Phantom-Data : Towards a General Subject-Consistent Video Generation Dataset
Zhuowei Chen, Bingchuan Li, Tianxiang Ma, Lijie Liu, Mingcong Liu, Yi Zhang, Gen Li, Xinghui Li, Siyu Zhou, Qian He, Xinglong Wu
2025-06-24
Summary
This paper talks about Phantom-Data, a large new dataset created to improve AI models that generate videos showing the same subject consistently, even when the subject appears in different scenes or contexts.
What's the problem?
The problem is that existing AI video models often just copy and paste the subject's appearance from one scene to another, which limits their ability to follow detailed text instructions or create realistic, varied videos while keeping the subject's identity consistent.
What's the solution?
The researchers built Phantom-Data by collecting and carefully verifying about one million pairs of images and videos where the same subject appears in very different settings.
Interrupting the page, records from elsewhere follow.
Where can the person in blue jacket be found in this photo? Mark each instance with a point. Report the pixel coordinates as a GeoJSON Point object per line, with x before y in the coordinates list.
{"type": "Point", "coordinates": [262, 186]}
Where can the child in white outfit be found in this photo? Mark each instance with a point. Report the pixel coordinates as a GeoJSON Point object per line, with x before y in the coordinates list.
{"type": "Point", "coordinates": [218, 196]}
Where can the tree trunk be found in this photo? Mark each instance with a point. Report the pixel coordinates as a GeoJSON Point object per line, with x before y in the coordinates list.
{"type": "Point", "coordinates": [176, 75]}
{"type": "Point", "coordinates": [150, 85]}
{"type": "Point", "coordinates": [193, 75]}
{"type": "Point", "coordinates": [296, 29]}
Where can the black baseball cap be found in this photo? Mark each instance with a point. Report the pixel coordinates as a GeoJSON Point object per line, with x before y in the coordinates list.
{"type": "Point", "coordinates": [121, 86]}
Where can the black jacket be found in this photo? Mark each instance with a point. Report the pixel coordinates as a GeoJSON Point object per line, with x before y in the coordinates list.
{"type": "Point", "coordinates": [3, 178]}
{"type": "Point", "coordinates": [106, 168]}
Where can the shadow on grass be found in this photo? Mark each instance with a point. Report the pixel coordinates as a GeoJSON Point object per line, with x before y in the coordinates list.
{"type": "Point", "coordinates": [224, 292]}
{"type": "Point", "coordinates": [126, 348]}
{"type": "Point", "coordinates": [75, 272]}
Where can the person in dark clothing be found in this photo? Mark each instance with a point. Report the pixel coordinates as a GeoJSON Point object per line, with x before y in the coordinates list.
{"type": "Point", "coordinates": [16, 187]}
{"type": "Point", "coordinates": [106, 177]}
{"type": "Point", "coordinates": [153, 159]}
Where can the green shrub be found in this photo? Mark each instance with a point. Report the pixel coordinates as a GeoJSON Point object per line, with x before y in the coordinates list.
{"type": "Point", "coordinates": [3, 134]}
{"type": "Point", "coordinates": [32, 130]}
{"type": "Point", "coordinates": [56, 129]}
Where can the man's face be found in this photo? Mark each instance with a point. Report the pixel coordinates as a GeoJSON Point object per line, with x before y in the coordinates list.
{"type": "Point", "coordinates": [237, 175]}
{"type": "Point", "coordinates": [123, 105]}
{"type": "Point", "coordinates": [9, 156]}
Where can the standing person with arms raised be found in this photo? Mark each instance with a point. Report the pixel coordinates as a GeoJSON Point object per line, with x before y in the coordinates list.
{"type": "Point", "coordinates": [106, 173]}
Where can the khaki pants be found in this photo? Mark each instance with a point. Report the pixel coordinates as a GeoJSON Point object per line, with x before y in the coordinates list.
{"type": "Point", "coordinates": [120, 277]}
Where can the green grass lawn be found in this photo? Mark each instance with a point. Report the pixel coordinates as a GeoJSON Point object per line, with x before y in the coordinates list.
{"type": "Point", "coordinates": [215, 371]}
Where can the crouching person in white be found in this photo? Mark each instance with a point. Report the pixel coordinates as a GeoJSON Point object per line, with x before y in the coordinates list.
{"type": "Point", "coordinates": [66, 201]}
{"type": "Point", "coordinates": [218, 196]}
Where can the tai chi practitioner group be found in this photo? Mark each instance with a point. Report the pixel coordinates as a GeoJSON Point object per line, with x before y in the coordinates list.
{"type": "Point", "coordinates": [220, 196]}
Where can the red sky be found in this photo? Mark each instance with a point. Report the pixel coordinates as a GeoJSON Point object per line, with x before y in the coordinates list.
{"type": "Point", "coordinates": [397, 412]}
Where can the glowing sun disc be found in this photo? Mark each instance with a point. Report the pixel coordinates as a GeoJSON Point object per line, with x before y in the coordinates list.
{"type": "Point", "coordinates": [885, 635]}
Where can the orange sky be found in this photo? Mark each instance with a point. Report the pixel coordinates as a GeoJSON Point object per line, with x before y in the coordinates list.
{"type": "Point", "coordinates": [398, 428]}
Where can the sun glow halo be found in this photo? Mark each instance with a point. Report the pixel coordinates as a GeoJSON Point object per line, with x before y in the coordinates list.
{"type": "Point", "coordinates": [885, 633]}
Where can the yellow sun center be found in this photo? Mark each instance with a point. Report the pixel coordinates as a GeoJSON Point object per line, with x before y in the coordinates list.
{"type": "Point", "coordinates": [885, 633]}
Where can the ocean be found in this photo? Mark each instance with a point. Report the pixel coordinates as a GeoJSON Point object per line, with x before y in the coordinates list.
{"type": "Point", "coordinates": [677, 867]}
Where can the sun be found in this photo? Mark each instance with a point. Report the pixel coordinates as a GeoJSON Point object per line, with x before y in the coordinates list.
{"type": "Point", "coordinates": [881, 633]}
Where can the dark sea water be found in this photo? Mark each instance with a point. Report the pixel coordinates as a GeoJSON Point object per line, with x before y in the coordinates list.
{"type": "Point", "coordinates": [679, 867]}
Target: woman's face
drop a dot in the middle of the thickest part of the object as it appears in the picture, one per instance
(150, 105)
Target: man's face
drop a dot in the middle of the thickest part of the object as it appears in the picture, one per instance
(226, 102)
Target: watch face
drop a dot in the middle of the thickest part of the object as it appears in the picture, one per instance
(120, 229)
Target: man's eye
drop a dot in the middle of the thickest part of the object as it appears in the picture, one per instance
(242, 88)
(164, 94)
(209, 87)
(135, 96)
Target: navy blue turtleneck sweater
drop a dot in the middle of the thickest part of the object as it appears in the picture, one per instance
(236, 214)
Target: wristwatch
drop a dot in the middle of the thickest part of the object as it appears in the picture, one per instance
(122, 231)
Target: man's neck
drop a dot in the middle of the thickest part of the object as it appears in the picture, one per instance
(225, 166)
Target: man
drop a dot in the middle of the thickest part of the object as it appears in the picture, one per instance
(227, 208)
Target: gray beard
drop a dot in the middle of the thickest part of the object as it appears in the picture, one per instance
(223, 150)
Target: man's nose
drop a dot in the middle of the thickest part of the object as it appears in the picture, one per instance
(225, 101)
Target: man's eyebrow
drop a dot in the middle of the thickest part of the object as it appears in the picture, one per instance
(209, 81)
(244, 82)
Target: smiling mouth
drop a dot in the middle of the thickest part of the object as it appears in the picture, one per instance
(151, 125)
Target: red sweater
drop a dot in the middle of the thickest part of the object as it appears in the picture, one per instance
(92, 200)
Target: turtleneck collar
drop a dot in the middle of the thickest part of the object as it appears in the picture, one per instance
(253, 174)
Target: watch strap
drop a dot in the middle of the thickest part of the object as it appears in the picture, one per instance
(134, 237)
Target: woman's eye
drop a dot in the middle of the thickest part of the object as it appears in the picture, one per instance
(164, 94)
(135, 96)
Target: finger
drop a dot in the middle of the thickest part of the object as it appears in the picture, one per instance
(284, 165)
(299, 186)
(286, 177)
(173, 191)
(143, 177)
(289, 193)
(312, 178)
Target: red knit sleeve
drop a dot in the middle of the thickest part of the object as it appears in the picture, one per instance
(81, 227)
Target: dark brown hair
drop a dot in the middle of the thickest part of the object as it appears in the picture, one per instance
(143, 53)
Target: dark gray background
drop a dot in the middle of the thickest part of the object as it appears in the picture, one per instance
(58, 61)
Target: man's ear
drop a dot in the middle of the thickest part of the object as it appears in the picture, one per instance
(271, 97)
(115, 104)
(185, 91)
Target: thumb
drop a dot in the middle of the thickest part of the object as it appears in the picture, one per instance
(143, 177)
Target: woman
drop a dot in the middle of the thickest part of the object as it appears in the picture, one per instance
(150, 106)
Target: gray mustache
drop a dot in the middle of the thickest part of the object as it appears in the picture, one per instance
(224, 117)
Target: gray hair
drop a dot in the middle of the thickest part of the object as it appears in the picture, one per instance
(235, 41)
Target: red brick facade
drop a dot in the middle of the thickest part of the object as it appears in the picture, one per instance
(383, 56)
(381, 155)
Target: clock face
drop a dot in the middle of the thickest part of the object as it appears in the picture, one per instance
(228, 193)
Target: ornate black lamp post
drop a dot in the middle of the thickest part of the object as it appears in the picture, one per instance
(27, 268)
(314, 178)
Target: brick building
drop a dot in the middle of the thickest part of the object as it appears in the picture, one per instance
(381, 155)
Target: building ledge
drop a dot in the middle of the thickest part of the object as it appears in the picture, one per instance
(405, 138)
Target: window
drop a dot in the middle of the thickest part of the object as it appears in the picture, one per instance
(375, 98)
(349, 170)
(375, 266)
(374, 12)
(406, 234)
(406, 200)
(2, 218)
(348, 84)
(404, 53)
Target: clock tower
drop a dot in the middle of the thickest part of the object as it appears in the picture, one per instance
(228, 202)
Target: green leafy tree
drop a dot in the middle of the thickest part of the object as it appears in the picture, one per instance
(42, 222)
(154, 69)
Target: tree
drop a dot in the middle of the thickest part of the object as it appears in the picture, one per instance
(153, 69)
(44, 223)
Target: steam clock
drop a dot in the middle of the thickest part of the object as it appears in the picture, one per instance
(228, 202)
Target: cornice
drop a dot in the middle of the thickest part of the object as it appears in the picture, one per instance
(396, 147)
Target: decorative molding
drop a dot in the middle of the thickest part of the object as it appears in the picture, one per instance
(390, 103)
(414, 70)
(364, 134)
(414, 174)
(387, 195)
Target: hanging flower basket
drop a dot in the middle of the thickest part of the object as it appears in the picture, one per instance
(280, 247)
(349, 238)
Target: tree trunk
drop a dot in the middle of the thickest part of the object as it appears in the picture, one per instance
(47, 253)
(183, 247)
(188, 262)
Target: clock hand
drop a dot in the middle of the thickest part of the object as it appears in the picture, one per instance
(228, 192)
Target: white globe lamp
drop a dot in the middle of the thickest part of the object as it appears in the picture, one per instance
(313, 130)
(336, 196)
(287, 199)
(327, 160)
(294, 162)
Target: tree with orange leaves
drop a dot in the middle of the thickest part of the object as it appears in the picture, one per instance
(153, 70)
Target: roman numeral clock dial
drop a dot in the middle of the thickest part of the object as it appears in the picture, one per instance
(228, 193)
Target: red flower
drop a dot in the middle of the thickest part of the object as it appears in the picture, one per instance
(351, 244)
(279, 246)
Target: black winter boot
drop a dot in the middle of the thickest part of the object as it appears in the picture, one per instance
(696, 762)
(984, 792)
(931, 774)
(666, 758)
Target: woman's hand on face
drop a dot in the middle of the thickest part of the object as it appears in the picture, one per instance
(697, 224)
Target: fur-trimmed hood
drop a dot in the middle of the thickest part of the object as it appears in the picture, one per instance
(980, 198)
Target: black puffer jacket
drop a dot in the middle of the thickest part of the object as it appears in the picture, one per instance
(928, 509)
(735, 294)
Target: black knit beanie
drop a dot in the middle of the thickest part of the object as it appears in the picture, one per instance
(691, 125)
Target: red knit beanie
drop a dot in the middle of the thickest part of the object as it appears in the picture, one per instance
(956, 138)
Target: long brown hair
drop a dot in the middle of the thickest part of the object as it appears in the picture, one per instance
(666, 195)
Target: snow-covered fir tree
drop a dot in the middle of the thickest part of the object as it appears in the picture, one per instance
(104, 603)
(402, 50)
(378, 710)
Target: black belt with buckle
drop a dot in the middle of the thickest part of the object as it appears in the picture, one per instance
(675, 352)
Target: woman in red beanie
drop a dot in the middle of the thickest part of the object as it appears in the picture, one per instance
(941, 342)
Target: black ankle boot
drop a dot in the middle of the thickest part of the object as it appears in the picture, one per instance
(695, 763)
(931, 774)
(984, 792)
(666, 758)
This helps AI learn to keep the subject's identity steady across videos while allowing changes in background and context, improving both prompt alignment and visual quality.
Why it matters?
This matters because it allows AI to create more diverse and realistic videos with consistent subjects, helping applications like movie making, virtual avatars, and creative content generation work better and more convincingly.
Abstract
A cross-pair dataset called Phantom-Data improves subject-to-video generation by enhancing prompt alignment and visual quality while maintaining identity consistency.